Into to Machine Learning: Practical supervised learning algorithms with Scikit-learn
Bài đăng này đã không được cập nhật trong 3 năm
In the coding on my previous post Into to Machine Learning: Supervised learning, I showed you about supervised learning. In the code example, I showed an example using scikit-learn
library. In this post, I am going show you examples of applying supervised learning algorithm to generalize the data with ease via scikit-learn
. But, what is scikit-learn
? and why I choose scikit-learn
for these demonstration?
What/why is scikit-learn?
Started in 2007 by David Cournapeau as a Google Summer of Code project, scikit-learn is a Python module for machine learning built on top of SciPy and distributed under the 3-Clause BSD license. The reason which I choose scikit-learn
because it is easy for beginner to get up and running with the popular machine learning algorithm, and it also has famous built-in Iris dataset
which we can play along.
Sample dataset
The dataset which we use in post is Iris Dataset
. This datasets consists of 3 different types of irises' (Setosa, Versicolour, and Virginica) petal and sepal length and 50 sample for each type(150 in total) . Each array item store the sample measurements: sepal length, sepal width, petal length, and petal width. I choose Iris dataset
because:
- Famous dataset for machine learning because prediction is easy
- Framed as a supervised learning problem: Predict the species of an iris using the measurements
- It already come with scikit-learn
For more detail about the dataset visit: http://archive.ics.uci.edu/ml/datasets/Iris.
Let's load and test the
Iris Dataset
:
# import load_iris function from datasets module
from sklearn.datasets import load_iris
# store dataset in variable iris
iris = load_iris()
print(iris.data.shape)
# (150, 4)
# show the name of featues
print(iris.feature_names)
# ['sepal length (cm)', 'sepal width (cm)', 'petal length (cm)', 'petal width (cm)']

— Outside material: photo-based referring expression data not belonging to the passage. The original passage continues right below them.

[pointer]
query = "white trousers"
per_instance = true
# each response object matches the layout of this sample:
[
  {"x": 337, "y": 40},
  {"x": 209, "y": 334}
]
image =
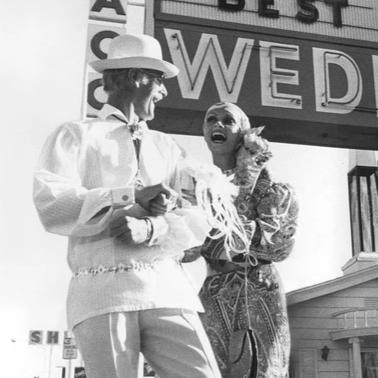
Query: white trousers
[{"x": 173, "y": 341}]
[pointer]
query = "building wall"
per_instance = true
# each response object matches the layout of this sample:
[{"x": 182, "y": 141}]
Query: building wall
[{"x": 311, "y": 323}]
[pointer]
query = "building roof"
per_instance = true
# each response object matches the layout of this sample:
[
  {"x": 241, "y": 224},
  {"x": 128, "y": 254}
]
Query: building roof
[{"x": 332, "y": 286}]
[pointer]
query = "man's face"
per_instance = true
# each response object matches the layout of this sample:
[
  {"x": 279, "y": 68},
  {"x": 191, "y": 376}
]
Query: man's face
[
  {"x": 221, "y": 129},
  {"x": 149, "y": 91}
]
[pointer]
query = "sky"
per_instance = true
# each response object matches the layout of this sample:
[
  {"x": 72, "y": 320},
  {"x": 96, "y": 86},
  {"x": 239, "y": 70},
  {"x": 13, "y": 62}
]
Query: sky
[{"x": 42, "y": 76}]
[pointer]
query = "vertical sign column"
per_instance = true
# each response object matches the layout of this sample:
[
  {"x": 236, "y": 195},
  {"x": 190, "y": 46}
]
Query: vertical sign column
[{"x": 107, "y": 19}]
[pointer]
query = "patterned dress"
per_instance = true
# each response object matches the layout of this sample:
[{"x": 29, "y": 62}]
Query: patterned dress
[{"x": 245, "y": 310}]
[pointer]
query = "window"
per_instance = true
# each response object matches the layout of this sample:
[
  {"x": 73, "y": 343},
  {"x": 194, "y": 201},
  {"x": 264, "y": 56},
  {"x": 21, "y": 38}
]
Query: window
[{"x": 369, "y": 362}]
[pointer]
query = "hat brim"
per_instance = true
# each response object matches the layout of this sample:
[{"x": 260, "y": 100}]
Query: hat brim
[{"x": 169, "y": 69}]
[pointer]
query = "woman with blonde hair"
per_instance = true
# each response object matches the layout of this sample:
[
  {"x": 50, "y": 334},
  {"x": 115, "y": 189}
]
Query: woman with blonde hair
[{"x": 245, "y": 311}]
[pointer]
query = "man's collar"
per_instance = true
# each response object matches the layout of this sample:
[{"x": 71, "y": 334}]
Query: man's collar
[
  {"x": 136, "y": 129},
  {"x": 109, "y": 110}
]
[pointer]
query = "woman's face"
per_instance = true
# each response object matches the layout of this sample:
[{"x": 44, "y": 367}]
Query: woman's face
[{"x": 221, "y": 129}]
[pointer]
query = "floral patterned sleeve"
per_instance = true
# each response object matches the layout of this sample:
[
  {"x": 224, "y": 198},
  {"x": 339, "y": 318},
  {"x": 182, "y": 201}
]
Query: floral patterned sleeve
[{"x": 275, "y": 211}]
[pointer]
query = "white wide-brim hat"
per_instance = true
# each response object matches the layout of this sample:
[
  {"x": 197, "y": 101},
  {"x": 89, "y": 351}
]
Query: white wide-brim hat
[{"x": 135, "y": 51}]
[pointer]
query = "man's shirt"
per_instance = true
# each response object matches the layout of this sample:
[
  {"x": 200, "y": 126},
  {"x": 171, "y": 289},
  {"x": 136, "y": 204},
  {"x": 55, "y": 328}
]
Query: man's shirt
[{"x": 89, "y": 168}]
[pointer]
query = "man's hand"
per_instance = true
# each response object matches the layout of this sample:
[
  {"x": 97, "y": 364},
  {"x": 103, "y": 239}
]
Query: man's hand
[
  {"x": 161, "y": 204},
  {"x": 145, "y": 195},
  {"x": 129, "y": 230}
]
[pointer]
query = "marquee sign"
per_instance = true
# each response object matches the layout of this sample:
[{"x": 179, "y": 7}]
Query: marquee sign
[{"x": 306, "y": 69}]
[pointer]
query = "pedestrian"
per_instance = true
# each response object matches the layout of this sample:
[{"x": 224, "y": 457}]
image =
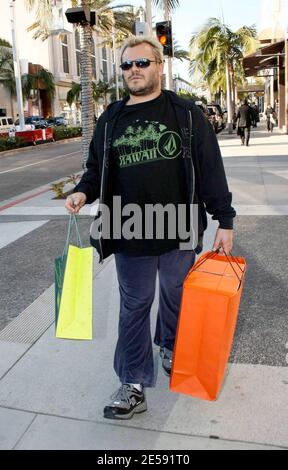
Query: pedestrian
[
  {"x": 255, "y": 114},
  {"x": 152, "y": 147},
  {"x": 270, "y": 118},
  {"x": 245, "y": 118}
]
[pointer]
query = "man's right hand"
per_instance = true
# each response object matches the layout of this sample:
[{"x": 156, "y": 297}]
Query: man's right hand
[{"x": 74, "y": 202}]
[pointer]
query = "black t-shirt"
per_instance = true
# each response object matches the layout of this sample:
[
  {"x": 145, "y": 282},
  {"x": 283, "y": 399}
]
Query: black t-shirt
[{"x": 147, "y": 168}]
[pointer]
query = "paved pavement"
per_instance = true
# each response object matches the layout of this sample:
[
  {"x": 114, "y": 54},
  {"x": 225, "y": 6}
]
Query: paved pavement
[{"x": 52, "y": 391}]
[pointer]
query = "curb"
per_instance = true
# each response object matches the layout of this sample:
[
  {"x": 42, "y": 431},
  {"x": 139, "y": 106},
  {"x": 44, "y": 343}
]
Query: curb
[{"x": 16, "y": 151}]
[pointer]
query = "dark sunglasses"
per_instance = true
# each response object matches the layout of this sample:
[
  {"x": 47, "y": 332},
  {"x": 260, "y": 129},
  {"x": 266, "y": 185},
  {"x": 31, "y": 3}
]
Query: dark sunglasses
[{"x": 141, "y": 63}]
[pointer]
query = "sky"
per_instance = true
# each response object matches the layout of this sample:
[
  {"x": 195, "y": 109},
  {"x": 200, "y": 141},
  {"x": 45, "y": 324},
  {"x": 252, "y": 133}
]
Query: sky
[{"x": 191, "y": 14}]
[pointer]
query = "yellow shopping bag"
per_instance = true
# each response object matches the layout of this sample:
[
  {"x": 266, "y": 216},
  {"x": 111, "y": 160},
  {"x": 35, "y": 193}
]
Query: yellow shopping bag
[{"x": 75, "y": 310}]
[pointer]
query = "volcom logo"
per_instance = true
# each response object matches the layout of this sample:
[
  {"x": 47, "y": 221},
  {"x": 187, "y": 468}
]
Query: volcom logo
[{"x": 169, "y": 145}]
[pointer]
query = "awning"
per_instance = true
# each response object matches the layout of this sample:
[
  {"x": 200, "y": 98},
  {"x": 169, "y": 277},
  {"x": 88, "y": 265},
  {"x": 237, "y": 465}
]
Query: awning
[{"x": 264, "y": 58}]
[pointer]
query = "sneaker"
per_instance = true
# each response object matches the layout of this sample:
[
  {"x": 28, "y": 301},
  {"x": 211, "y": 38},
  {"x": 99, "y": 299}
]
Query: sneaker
[
  {"x": 126, "y": 401},
  {"x": 166, "y": 356}
]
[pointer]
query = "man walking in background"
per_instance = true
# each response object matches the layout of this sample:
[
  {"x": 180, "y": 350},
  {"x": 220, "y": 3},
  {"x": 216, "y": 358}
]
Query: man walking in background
[
  {"x": 151, "y": 148},
  {"x": 245, "y": 118}
]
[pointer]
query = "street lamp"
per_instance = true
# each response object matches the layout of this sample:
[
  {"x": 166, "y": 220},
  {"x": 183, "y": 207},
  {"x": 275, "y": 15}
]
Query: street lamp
[
  {"x": 286, "y": 79},
  {"x": 17, "y": 71}
]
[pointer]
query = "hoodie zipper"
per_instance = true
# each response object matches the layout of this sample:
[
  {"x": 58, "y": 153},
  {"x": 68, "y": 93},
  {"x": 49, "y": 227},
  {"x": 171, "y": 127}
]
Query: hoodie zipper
[
  {"x": 192, "y": 167},
  {"x": 101, "y": 189}
]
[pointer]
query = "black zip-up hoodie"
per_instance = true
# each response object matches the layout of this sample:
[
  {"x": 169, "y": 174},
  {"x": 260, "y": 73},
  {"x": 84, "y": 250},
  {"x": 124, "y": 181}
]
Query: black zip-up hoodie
[{"x": 204, "y": 170}]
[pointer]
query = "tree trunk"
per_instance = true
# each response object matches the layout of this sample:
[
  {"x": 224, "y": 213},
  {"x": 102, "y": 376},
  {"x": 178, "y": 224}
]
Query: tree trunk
[
  {"x": 233, "y": 90},
  {"x": 87, "y": 109},
  {"x": 229, "y": 104}
]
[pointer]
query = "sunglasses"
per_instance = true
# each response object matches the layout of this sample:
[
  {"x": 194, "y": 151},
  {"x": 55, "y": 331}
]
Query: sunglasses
[{"x": 140, "y": 63}]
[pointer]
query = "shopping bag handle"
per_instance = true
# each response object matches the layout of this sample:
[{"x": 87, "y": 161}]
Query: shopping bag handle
[
  {"x": 212, "y": 254},
  {"x": 72, "y": 221}
]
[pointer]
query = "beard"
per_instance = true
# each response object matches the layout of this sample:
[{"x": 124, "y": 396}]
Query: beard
[{"x": 145, "y": 89}]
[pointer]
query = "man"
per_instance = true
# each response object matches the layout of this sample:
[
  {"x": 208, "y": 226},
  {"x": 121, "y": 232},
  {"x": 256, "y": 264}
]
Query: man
[
  {"x": 245, "y": 117},
  {"x": 270, "y": 118},
  {"x": 255, "y": 114},
  {"x": 151, "y": 148}
]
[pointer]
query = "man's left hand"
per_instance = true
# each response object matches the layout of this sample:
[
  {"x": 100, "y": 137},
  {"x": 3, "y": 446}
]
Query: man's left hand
[{"x": 223, "y": 240}]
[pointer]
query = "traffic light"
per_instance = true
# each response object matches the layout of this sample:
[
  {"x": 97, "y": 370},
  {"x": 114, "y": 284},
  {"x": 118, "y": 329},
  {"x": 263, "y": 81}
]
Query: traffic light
[{"x": 164, "y": 36}]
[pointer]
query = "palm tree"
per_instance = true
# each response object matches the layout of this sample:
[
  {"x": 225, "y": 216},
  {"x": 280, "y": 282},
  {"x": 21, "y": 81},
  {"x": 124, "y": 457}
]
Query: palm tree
[
  {"x": 216, "y": 51},
  {"x": 107, "y": 17},
  {"x": 7, "y": 77},
  {"x": 169, "y": 4}
]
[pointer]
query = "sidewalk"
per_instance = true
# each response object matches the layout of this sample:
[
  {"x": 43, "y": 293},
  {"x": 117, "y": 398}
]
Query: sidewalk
[{"x": 52, "y": 392}]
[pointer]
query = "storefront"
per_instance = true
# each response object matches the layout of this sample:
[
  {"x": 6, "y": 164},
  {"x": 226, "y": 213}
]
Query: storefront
[{"x": 269, "y": 62}]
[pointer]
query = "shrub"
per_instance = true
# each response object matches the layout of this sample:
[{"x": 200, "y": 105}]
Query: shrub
[
  {"x": 9, "y": 143},
  {"x": 61, "y": 133}
]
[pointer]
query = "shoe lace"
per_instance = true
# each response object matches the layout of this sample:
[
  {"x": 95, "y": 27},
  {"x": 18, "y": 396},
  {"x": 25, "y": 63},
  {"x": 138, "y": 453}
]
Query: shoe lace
[{"x": 122, "y": 394}]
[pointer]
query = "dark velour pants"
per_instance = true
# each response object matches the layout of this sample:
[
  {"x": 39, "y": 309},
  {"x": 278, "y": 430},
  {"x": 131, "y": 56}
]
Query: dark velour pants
[{"x": 133, "y": 360}]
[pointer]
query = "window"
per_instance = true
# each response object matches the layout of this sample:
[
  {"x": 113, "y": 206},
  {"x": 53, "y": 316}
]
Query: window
[
  {"x": 93, "y": 59},
  {"x": 65, "y": 57},
  {"x": 78, "y": 51},
  {"x": 104, "y": 64}
]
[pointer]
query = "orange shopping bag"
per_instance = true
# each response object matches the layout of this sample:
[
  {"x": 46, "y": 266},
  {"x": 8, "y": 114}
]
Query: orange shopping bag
[{"x": 209, "y": 308}]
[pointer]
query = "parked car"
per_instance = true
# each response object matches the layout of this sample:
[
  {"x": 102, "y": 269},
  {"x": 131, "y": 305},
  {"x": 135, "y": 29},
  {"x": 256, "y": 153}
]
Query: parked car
[
  {"x": 57, "y": 121},
  {"x": 217, "y": 117},
  {"x": 37, "y": 121},
  {"x": 6, "y": 123}
]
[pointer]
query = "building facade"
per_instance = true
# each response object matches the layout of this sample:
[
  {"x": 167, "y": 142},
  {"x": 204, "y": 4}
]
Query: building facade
[{"x": 59, "y": 54}]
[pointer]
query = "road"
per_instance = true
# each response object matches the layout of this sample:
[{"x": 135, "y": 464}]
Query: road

Awesome, now let's apply supervised learning algorithms on this data.
Supervised Algorithms
1. Naive Bayes
The Naive Bayesian classifier is based on Bayes’ theorem with independence assumptions between predictors.
from sklearn.datasets import load_iris
from sklearn.model_selection import train_test_split
from sklearn import metrics
from sklearn.naive_bayes import GaussianNB
# read in the iris data
iris = load_iris()
# create X (features) and y (label)
X = iris.data
y = iris.target
# use train/test split with different random_state values
X_train, X_test, y_train, y_test = train_test_split(X, y, random_state=4)
clf = GaussianNB()
clf.fit(X_train, y_train)
# GaussianNB(priors=None)
# predict our sample
y_pred = model.predict(X_test)
# evaluation our prediction
print(metrics.accuracy_score(y_test, y_pred))
# 0.973684210526
Result: 0.973684210526 of accuracy. To learn more about Naive Bayes:
- http://scikit-learn.org/stable/modules/generated/sklearn.naive_bayes.GaussianNB.html#sklearn.naive_bayes.GaussianNB
- http://scikit-learn.org/stable/modules/naive_bayes.html#naive-bayes
- https://en.wikipedia.org/wiki/Naive_Bayes_classifier
- https://www.youtube.com/watch?v=ICKBWIkfeJ8&list=PLAwxTw4SYaPkQXg8TkVdIvYv4HfLG7SiH
- http://machinelearningmastery.com/naive-bayes-for-machine-learning/
2. Support Vector Machines
Support Vector Machines (SVM) are a method that uses points in a transformed problem space that best separate classes into two groups. Classification for multiple classes is supported by a one-vs-all method. SVM also supports regression by modeling the function with a minimum amount of allowable error.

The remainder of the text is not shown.